Hope – that the leaps and bounds of development he made while in our care will carry him on into a bright future of literacy, independence and ability to communicate with the world around him.

Hope – that the hours and hours of gentle touches and cradling and singing and praying over his sweet, tiny head will bear the fruits of attachment and nourishment and health.

Hope – that the advocating I have done will set him and his new family up for succcess, despite the odds.

Hope – that the gospel will have found it’s root deep within her heart and that His word will not return void, but will instead bear a harvest that is glorious in due season.

#Isaiah 55:11

Hope – that the speech therapy and hours and hours of time spent side by side playing on the floor will give him a foundation of language that will enable him to communicate and to be seen and known for the beautiful boy that he is.

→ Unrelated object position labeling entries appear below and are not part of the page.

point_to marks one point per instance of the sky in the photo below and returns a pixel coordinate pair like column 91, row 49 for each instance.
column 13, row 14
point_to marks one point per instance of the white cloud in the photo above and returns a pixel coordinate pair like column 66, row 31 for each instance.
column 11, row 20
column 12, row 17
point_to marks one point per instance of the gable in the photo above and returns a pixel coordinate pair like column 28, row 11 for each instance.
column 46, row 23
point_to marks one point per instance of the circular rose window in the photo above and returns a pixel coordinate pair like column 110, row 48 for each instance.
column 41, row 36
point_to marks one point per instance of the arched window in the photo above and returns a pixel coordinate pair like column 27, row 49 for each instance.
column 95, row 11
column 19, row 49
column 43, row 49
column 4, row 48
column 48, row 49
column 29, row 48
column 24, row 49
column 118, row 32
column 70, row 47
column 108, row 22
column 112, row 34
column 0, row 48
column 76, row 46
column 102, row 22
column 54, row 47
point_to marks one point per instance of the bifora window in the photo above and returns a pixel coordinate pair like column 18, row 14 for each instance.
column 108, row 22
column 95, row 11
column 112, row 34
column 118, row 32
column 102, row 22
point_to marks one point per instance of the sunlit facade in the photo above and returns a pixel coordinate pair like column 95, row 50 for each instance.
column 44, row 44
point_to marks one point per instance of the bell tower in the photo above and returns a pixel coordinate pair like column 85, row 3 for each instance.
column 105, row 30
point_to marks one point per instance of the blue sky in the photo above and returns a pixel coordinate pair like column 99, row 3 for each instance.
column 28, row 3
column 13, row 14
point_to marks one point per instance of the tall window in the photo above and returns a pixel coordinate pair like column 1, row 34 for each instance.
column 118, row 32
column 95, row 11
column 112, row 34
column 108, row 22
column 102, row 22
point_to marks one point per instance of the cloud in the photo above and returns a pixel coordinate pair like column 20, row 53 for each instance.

Hope – that this brief time in foster care will alleviate the stress in her birth family and that she will grow up in the care of her biological mom, unaware of the fleeting season she was ours.

Hope – that even in the saying of our no, our hardest no, that she would understand a love that is higher and deeper and wider than anything that she can imagine.

Hope – that the skills we have developed and the growth that He has procured in our hearts will flood forward and benefit the ones we have and the ones to come.

Hope – that the placing of his tiny life into the gentle arms of dear family members and friends, will carry him forward into a future where he will be loved and always wanted.

Hope – that the telling of their stories will bury the shame and give them confidence to embrace all that is theirs.

Hope – that our resting will bring strength and energy to bring into a new season before us.

Hope – that the hours and hours of training and rewiring our brains to think, act, speak and see differently will make us better, gentler, more skilled parents to the children in our home now and in the future.

Hope – that allowing the grief to swallow us at times will refine our hearts to love more purely and unselfishly and without thought of all that is to be sacrificed.

Hope – that exposure to these children and their families will bring our permanent members appreciation for what is theirs, compassion for those around them, life skills and character.

Hope – that in our greatest moments of weakness His strength will be magnified and made perfect.

#2 Corinthians 12:9

Hope – that He who began a good work will be faithful to complete it, if not in this time span of our lives then in the broader, grander, incomprehendable vastness of the story that is His and His alone.

#Philipians 1:6

“I know what I’m doing. I have it all planned out—plans to take care of you, not abandon you, plans to give you the future you hope for.”